„Sie werden auferstehen"

MÜNCHEN. (hpd) ...steht auf dem Kriegerdenkmal nahe der bayrischen Regierungszentrale in München. Dort fand wie jedes Jahr

auch heuer am 18.11.07, dem Volkstrauertag, eine militärische Zeremonie mit hochgradiger Besetzung statt.

 

Führende Politiker und Kleriker legten unter militärischem Pomp und Säbelrasseln bei Militärmusik Kränze nieder. Umrahmt von Europäischen, Deutschen und Bayrischen Fahnen flatterten zentral schwarze Flaggen mit weißen Kreuzen auf schwarzem Hintergrund. Eine bedrückende, gespenstische Atmosphäre für alle diejenigen, denen die zahlreichen Toten unserer Weltkriege mehr als nur militärisches Pathos bedeuten.

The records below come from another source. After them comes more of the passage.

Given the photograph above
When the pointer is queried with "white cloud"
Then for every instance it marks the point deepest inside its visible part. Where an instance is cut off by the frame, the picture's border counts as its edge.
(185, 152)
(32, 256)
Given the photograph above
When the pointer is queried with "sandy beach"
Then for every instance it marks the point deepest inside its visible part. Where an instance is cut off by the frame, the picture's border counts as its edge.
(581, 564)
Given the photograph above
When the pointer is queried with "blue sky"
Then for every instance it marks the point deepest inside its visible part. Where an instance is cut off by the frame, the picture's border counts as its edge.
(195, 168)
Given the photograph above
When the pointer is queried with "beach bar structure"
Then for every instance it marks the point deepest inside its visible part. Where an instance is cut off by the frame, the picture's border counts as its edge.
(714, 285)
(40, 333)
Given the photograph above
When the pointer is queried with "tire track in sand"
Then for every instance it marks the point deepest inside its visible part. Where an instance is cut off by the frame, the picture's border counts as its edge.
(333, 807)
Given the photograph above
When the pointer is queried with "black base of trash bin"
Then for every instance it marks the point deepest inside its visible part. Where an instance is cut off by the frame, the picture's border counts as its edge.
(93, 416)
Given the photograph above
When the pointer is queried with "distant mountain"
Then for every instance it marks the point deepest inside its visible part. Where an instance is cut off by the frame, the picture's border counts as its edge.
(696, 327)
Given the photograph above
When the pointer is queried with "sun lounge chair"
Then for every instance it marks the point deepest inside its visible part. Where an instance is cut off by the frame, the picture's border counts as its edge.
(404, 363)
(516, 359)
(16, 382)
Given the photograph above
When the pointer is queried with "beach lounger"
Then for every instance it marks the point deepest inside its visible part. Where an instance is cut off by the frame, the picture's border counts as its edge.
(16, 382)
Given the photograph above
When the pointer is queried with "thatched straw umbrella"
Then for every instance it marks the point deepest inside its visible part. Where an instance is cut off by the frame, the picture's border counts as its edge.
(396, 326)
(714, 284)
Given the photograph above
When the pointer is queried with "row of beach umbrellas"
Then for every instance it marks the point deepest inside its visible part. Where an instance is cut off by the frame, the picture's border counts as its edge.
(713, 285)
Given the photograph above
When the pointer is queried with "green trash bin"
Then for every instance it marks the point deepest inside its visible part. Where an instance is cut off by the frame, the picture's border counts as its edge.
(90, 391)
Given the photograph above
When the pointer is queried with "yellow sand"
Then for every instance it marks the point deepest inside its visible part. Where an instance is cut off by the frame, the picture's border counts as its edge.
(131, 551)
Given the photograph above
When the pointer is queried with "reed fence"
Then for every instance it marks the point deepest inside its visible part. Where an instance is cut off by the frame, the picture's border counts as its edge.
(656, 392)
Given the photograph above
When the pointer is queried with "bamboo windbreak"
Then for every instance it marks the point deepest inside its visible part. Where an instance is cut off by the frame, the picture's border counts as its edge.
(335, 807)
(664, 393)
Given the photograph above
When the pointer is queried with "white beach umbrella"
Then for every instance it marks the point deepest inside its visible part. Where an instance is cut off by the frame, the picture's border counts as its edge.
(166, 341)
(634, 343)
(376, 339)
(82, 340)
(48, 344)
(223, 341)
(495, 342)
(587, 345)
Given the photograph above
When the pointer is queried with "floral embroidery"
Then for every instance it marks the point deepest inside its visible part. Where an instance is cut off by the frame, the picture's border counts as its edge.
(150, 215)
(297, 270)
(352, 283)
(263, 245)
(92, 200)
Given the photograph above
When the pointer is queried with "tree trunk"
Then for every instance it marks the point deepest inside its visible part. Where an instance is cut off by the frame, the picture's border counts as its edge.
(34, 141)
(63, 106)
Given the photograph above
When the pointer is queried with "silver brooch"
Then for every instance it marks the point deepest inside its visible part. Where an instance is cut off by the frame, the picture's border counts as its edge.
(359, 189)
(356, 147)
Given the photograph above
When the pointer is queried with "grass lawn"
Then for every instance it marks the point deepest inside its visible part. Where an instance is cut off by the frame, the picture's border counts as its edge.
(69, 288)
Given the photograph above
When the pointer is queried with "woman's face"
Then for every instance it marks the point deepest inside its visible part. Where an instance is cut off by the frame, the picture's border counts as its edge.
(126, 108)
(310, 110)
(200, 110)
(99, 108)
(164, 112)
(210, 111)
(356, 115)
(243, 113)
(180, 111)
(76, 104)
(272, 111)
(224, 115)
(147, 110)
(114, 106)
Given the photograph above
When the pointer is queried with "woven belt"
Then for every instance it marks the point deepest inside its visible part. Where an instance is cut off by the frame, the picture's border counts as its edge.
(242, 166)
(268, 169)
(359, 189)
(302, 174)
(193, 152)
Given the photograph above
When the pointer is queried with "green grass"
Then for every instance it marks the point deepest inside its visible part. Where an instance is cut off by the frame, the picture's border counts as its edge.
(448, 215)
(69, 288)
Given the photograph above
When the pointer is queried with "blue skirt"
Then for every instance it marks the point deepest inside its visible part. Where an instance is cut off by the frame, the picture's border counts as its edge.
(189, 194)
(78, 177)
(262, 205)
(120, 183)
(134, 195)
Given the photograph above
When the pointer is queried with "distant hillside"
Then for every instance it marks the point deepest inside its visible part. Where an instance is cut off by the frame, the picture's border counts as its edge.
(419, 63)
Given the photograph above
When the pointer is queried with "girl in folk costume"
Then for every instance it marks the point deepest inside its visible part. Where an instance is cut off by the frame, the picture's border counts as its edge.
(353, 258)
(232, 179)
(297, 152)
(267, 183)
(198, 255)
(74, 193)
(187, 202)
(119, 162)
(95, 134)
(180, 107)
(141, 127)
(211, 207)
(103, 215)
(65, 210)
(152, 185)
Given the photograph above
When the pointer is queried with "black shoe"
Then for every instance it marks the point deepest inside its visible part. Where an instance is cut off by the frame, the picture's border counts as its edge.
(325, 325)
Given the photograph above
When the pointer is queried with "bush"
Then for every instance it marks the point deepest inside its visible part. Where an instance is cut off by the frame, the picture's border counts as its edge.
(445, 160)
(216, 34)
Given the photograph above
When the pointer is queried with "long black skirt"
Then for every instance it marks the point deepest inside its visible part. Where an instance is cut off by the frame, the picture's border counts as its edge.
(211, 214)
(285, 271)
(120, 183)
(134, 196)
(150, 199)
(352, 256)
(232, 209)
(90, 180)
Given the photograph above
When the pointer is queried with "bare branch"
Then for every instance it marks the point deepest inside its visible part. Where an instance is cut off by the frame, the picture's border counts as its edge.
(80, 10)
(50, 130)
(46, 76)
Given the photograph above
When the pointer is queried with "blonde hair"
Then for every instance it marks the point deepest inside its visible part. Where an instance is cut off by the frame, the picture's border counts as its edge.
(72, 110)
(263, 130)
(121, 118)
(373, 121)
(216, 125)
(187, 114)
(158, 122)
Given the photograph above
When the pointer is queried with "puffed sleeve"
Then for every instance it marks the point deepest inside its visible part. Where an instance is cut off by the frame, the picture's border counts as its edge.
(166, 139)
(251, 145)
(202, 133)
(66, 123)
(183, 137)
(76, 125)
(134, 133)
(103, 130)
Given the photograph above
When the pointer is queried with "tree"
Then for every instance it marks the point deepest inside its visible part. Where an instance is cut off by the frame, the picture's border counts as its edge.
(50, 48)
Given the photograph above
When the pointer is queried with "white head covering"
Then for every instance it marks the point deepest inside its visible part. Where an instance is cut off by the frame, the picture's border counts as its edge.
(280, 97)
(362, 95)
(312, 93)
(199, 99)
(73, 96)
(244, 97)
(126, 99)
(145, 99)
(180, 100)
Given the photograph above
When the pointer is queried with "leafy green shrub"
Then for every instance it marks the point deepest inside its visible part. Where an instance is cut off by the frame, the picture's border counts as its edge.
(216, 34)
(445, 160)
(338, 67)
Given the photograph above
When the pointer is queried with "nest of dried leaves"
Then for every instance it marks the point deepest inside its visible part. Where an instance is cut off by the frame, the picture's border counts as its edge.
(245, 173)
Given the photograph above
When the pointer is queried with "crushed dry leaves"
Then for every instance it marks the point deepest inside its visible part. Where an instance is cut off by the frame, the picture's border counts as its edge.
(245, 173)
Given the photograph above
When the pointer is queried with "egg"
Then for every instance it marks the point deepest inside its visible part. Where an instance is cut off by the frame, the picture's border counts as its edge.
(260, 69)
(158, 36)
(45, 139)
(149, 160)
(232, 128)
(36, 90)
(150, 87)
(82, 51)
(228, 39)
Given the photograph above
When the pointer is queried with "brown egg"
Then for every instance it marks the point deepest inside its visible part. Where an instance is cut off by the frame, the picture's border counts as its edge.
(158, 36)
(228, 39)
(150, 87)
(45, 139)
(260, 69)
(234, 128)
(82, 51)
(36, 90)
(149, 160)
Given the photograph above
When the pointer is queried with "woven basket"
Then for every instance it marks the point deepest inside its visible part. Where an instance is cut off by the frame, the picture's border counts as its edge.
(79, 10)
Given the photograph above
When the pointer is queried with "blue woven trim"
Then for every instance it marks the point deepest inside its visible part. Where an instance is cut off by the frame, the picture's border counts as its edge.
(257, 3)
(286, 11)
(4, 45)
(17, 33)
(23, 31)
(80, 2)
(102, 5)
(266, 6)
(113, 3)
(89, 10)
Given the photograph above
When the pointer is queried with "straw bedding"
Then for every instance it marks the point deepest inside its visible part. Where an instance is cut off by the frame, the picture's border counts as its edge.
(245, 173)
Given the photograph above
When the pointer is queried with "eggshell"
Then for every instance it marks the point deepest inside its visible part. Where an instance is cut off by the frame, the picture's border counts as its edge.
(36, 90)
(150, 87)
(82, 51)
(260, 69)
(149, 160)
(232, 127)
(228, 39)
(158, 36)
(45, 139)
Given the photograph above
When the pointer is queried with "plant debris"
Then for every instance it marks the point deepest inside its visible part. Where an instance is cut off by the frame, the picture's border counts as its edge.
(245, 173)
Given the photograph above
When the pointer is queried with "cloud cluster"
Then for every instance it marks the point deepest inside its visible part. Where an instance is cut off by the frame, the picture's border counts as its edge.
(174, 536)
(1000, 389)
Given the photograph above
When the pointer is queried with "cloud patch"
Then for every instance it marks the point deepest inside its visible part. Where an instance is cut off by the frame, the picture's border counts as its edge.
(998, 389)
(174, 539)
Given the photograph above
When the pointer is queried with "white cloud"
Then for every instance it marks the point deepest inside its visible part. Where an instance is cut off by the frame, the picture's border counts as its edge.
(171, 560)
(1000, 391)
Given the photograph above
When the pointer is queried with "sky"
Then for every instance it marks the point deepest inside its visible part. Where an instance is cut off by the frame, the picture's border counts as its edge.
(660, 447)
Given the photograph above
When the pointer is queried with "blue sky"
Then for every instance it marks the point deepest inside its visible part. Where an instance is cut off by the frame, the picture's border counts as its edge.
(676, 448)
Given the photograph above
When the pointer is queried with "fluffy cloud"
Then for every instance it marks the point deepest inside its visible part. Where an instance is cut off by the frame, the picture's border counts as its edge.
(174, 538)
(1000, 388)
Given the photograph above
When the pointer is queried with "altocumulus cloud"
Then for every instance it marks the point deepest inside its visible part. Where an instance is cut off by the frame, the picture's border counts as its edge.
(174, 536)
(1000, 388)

Der Volkstrauertag wurde 1919 vom Volksbund Deutsche Kriegsgräberfürsorge als Gedenktag für die gefallenen deutschen Soldaten des Ersten Weltkrieges vorgeschlagen. Die Nationalsozialisten übernahmen diesen Gedenktag und legten ihn als staatlichen Feiertag fest, benannten ihn aber 1934 in Heldengedenktag um und veränderten seinen Charakter vollständig: Nicht mehr das Totengedenken sollte im Mittelpunkt stehen, sondern Heldenverehrung. Träger waren die Wehrmacht und die NSDAP. Propagandaminister Joseph Goebbels erließ die Richtlinien über Inhalt und Durchführung. Die Flaggen wurden nicht mehr wie bislang auf Halbmast gehisst, sondern vollstock gesetzt.

Aufmarsch Uniformierter

Inzwischen fand zwar offiziell wieder eine Deeskalation statt, die Fahnen hängen wieder auf Halbmast, aber manchen Besucher wird klamm zumute, wenn er die aktuelle Zeremonie besucht. Es ist der Aufmarsch der Militärs und der Priester, Burschenschaften mit bunten Mützen und Plüschuniformen. Neonazis und Altgediente feiern dort mit kirchlichem Segen ihre Helden. Von Trauer ist nicht viel zu sehen, eher von Stolz auf die schönen Uniformen.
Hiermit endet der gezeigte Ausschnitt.